La pandémie de COVID-19 et les mesures prises pour prévenir sa propagation (distanciation sociale, restrictions de voyage, fermeture d'écoles et d'entreprises) ont entraîné des pertes d'emplois et des bouleversements économiques sans précédent partout au Canada. Les données de l’EPA confirment que cette crise sanitaire touche chaque secteur de façon différente. D’autres numéros de Rapport de perspectives de l’IMT traitent des conséquences de la COVID-19 sur les secteurs du tourisme et du pétrole et du gaz.

Le présent Rapport de perspectives de l’IMT porte sur le secteur manufacturier (voir l’encadré 1) qui, avant la pandémie, connaissait déjà une pénurie de main-d’œuvre et des problèmes de contrôle des coûts. Lorsque la crise sanitaire a commencé à perturber les chaînes d’approvisionnement et à ralentir les échanges commerciaux, les pertes d’emplois sans précédent ont semé de nombreux doutes quant à l’avenir. Maintenant que les restrictions sont graduellement levées et que l’économie reprend, les entreprises manufacturières ont besoin d’information de qualité sur le marché du travail (IMT) pour élaborer des plans et des processus de relance, notamment en ce qui a trait aux ressources disponibles et au recrutement d’une main-d’œuvre compétente. L’IMT aidera aussi le secteur à relever les défis qui se posaient avant la crise, et qui sont toujours présents.

Encadré 1 : Le secteur manufacturier canadien

Le secteur manufacturier, qui comprend une grande variété d'industries telles que l'alimentation, l'habillement et la fabrication d'équipements pour n'en citer que quelques-unes, est un élément clé de la production intérieure et du bien-être économique général. Au Canada, le secteur manufacturier fournit des emplois à plus de 1,7 million de personnes (9 % de la main-d'œuvre canadienne). Il représente plus de 10 % du PIB du Canada et 68 % de toutes les exportations de marchandises du pays.
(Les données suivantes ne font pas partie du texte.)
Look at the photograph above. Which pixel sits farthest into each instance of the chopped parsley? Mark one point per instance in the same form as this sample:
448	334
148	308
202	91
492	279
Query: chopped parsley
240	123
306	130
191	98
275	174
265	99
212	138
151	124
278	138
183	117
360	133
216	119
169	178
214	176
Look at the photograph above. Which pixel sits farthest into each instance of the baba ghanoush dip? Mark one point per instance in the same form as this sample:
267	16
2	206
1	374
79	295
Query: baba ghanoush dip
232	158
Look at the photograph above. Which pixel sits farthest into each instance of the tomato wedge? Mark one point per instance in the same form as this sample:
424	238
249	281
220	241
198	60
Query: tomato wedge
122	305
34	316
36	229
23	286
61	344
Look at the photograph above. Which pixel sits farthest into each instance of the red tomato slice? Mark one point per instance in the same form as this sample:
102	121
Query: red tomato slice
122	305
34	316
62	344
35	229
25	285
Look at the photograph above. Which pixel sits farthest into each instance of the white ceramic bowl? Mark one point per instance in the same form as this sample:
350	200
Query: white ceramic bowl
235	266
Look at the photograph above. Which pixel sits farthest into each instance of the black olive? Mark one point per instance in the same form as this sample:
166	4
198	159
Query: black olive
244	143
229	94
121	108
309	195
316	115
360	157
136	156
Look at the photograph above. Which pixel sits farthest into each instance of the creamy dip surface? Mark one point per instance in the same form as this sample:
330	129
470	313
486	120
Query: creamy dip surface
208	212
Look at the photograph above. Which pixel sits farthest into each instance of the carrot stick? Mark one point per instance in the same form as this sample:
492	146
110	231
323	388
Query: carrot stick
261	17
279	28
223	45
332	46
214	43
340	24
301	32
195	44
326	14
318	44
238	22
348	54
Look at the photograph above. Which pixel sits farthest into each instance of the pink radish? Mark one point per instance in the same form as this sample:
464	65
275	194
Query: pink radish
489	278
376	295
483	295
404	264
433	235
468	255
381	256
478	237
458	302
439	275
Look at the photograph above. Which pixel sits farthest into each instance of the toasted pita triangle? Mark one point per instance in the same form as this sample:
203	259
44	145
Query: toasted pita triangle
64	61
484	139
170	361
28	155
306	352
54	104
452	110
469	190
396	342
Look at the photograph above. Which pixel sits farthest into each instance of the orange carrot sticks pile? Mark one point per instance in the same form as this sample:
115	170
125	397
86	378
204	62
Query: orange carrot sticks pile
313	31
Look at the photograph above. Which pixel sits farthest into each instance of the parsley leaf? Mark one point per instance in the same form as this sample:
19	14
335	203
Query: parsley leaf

Le secteur manufacturier et la COVID-19

En février 2020, 1 740 000 de Canadiens travaillaient dans le secteur manufacturier. En avril 2020, le nombre d’emplois s’était effondré pour passer à 1 444 000, 285 800 emplois ayant été perdus (voir la figure 1). Cela représente une baisse de 17 % de l'emploi en deux mois environ, contre une baisse de 16 % sur trois mois à l'échelle du Canada.

Ces pertes d'emplois sont préoccupantes, notamment celles qui sont liées aux stocks. En raison des interruptions de la chaîne d'approvisionnement mondiale, de nombreuses industries ont éprouvé des difficultés à accumuler les stocks de matières premières dont elles avaient besoin pour répondre à la demande de leur clientèle. En cette période de relance économique et d’augmentation de la demande, les firmes qui ne peuvent répondre à l’éventuelle avalanche de commandes pourraient bien ne pas rester rentables. De même, les entreprises enregistrant de forts volumes d’exportation pourraient avoir de la difficulté à livrer les marchandises à leurs clients en raison des restrictions internationales.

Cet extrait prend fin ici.